C'est dire la détermination, Mesdames et Messieurs les députés, qui m'habite. Je vous le redis ce soir et je le redis à la population genevoise tout entière: c'est chaque jour qu'on me dit à la fois que c'est bien, qu'il faut faire mieux et qu'il faut continuer. Je suis, je crois, totalement et parfaitement consciente du problème. J'en profite aussi pour remercier la police, tous services confondus, et je corrigerai un peu le tir en disant que l'action coordonnée de la justice et de la police est beaucoup plus intense que vous ne pouvez le soupçonner. Mais il est vrai que, tant que ne se met pas en route un travail de réseau, on ne peut pas, du jour au lendemain, espérer des résultats. Quoi qu'il en soit, sachez que les premières mesures sont très encourageantes, compte tenu, naturellement, de la complexité du problème. On ne peut pas travailler de façon tout à fait linéaire. Je veux dire par là que les mêmes mesures ne donnent pas, à la place des Volontaires par exemple, les mêmes résultats qu'à Cornavin ou dans un autre quartier. Cela veut dire aussi qu'à la stratégie contre le deal doit se juxtaposer une stratégie beaucoup plus généralisée, à laquelle tels et tels partenaires doivent prendre part. C'est la raison pour laquelle nous travaillons constamment en réunissant autour de la table les gens concernés. La dernière rencontre de ce type s'est tenue à propos de Cornavin. Nous avons conclu ensemble, avec ceux qui étaient autour de la table, que nous ne pourrions pas stabiliser la situation à Cornavin, si nous n'y installions pas un véritable poste de police, actualisé aux besoins d'aujourd'hui. Et c'est un premier message, Mesdames et Messieurs les députés, que je vous adresse.

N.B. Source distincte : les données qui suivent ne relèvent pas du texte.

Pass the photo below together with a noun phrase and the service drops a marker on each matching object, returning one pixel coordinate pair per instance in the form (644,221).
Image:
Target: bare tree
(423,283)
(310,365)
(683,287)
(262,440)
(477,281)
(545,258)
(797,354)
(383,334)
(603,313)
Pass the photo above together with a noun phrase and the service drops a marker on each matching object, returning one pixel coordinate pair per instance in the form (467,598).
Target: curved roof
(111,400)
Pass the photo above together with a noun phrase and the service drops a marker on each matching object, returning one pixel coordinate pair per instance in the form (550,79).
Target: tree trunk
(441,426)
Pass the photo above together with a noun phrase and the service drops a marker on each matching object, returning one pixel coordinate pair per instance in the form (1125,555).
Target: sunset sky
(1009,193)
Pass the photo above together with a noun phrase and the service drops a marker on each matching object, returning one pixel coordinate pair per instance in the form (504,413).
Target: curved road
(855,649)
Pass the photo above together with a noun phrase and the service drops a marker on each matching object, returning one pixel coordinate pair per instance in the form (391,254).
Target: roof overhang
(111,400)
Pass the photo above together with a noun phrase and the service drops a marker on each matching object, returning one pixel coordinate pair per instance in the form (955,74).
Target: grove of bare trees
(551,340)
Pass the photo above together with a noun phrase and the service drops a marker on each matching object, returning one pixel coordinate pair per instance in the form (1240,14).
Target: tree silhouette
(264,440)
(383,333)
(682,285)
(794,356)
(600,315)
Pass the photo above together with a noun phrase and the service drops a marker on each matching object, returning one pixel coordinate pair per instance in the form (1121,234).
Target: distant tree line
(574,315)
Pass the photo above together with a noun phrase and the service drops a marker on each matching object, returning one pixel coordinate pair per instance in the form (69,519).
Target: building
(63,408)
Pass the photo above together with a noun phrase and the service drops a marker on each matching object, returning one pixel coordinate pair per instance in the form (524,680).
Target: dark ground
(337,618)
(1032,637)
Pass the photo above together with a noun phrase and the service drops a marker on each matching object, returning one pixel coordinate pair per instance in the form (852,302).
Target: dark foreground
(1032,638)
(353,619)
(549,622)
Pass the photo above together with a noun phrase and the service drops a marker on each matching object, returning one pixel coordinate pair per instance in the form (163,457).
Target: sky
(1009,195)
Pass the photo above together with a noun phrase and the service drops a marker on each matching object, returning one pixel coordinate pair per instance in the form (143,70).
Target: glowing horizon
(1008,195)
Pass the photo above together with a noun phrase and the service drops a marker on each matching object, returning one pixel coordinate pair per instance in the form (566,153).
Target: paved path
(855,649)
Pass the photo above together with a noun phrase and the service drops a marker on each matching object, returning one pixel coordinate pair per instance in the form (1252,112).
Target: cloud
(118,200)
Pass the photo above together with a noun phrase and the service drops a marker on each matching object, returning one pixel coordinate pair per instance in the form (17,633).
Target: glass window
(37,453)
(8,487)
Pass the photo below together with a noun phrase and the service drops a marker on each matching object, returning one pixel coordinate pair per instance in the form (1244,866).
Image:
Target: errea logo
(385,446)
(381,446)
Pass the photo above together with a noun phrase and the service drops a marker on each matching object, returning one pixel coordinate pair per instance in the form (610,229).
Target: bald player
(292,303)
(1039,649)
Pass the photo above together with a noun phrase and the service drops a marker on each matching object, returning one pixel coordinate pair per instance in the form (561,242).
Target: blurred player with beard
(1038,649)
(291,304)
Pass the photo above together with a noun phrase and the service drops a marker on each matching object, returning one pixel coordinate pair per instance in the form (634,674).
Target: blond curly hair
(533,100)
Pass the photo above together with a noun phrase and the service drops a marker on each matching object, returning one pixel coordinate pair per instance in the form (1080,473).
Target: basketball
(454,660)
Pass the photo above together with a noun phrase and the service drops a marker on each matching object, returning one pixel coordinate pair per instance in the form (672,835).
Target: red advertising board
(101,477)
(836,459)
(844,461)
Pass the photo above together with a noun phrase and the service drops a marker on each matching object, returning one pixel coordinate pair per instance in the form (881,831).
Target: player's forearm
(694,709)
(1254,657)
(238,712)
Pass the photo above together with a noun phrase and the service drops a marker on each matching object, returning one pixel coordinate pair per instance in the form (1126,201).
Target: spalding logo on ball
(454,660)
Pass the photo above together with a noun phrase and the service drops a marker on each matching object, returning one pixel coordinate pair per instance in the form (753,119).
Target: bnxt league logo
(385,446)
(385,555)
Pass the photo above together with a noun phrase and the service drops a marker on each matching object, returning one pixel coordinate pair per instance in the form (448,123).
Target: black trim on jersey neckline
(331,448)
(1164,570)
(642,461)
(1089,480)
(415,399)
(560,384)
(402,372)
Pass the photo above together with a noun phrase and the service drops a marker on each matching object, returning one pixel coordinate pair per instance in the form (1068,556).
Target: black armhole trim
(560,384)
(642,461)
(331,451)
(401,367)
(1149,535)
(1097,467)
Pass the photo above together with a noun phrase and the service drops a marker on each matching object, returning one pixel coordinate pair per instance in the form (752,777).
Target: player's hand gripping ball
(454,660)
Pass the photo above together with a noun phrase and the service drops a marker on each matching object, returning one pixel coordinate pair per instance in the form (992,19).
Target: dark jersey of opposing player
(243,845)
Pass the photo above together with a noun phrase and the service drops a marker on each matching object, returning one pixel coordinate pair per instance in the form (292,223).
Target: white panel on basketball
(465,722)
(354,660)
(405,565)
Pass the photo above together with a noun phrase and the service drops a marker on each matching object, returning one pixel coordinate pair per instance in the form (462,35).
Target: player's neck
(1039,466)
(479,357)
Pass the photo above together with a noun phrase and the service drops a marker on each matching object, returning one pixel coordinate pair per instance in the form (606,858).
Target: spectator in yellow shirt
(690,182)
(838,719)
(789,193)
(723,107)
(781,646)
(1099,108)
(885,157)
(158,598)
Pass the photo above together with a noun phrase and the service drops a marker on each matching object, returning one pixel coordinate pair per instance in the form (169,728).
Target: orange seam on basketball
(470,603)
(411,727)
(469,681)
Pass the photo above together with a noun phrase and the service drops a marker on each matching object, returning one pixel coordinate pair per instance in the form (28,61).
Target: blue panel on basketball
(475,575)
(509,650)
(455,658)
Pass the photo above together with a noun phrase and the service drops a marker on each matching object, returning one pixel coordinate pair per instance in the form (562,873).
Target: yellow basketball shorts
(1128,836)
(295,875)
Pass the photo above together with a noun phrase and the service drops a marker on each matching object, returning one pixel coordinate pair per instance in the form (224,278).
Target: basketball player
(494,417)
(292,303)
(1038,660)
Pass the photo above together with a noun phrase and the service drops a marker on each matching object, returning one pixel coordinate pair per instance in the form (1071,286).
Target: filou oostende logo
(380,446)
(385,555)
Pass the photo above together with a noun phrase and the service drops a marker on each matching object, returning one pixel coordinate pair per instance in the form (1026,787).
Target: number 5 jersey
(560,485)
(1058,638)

Je ne veux pas allonger mon propos aujourd'hui, car nous ferons, à la rentrée, un bilan des mesures prises. Je veux simplement revenir sur le fait que les travaux de la commission des pétitions ont complété l'analyse que nous avions faite; je veux surtout rassurer les uns et les autres, les différentes institutions, les établissements d'enseignement, les parents, toutes les victimes du deal, en leur disant que je suis fermement déterminée à continuer dans ce sens-là. Nous ferons une évaluation et ajusterons nos stratégies d'année en année, sans quoi il ne sera pas possible de venir à bout de ce problème.

M. Gabriel Barrillier (R). Suite à la déclaration, je dirais pleine de dignité, mais aussi de fermeté, de la présidente du département de justice et police, et étant donné sa volonté de continuer son action avec le Grand Conseil pour assainir cette situation, je retire ma proposition de renvoi en commission.

Mises aux voix, les conclusions de la commission des pétitions (renvoi des pétitions 1371, 1379 et 1381 au Conseil d'Etat) sont adoptées.